Selon cette grille d’analyse, il faudrait refuser des identités collectives, l’identité étant laissée à la part privée de la personne. Pourtant, on observe leur existence, dans tous les pays, y compris les plus anciens : et l’identité collective ne peut se réduire à la citoyenneté.
Cela provoque donc l’écriture de « récits représentatifs » qui narrent cette identité. Observez le débat actuel sur la France commémorative et le discours mémoriel, que certains trouvent trop politisé quand d’autres l’estiment nécessaire : ceux-là ne précisent pas si le discours mémoriel doit prendre en compte une collectivité considérée comme unique, ou l’assemblage de communautés particulières qui s’intégreraient, sans qu’on sache vraiment comment, dans une identité collective.
C’est pourquoi, même si le mot à choqué, il n’est pas surprenant (il s’agit ici d’un constat, non d’un soutien à cette politique) qu’on ait créé un ministère « de l’identité nationale » : c’est devenu une question extrêmement politique. C’est surtout devenu extrêmement problématique, non à cause de l’immigration, mais à cause du discours identitaire.
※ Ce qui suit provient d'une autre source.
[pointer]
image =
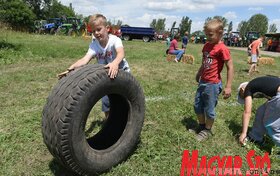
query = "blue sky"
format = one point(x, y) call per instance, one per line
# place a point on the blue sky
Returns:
point(142, 12)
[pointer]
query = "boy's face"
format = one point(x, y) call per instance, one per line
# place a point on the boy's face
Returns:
point(100, 32)
point(213, 35)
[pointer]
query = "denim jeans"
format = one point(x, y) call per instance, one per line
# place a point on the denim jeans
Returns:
point(267, 121)
point(178, 53)
point(206, 98)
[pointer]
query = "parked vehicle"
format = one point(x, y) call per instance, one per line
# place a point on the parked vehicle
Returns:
point(145, 33)
point(72, 27)
point(39, 25)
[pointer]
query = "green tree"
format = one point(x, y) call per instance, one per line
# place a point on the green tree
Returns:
point(272, 28)
point(17, 14)
point(230, 27)
point(223, 19)
point(185, 25)
point(258, 23)
point(55, 9)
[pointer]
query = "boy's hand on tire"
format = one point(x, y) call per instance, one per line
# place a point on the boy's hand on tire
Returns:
point(63, 74)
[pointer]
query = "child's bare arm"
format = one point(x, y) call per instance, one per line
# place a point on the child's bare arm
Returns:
point(198, 74)
point(227, 90)
point(83, 61)
point(114, 66)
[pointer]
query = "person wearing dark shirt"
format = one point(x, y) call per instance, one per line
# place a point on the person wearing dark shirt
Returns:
point(267, 120)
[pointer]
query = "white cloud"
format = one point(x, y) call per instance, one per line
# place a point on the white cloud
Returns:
point(141, 13)
point(255, 8)
point(230, 15)
point(179, 6)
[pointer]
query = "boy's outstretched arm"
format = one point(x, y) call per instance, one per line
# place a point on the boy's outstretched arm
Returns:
point(114, 66)
point(198, 74)
point(80, 62)
point(83, 61)
point(227, 90)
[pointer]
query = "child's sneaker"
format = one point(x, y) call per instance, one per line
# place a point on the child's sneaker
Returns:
point(204, 135)
point(197, 129)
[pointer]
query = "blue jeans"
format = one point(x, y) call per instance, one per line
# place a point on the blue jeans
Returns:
point(267, 121)
point(178, 53)
point(206, 98)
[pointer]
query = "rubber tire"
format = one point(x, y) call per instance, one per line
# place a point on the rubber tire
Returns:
point(65, 115)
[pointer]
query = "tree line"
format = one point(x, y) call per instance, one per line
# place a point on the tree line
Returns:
point(257, 23)
point(21, 14)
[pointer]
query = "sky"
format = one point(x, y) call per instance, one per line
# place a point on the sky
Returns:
point(140, 13)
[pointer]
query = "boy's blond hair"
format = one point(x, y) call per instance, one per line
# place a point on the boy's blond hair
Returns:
point(214, 24)
point(97, 19)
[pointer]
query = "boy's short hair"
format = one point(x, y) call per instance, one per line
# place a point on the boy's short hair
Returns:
point(215, 24)
point(97, 19)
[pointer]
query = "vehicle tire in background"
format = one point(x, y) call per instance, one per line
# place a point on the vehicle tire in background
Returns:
point(68, 107)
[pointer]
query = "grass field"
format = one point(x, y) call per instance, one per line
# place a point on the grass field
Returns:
point(28, 68)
Autre problème conjoint, celui du temps de cette identité : s’agissant de la France, le pays existait avant l’identité, dont le récit a été écrit (réécrit) par la Révolution. En matière de géopolitique, la vraie question est celle de l’écriture de cette identité collective (ou de son récit représentatif) comme légitimation d’une nation et donc d’un Etat. Dans un cas, la nation préexiste au récit quand dans l’autre, le récit justifie la nation.
On comprend que si une vieille nation comme la France connaît aujourd’hui des problèmes avec son identité collective, combien plus des jeunes nations, nées après l’indépendance, rencontrent des difficultés accrues.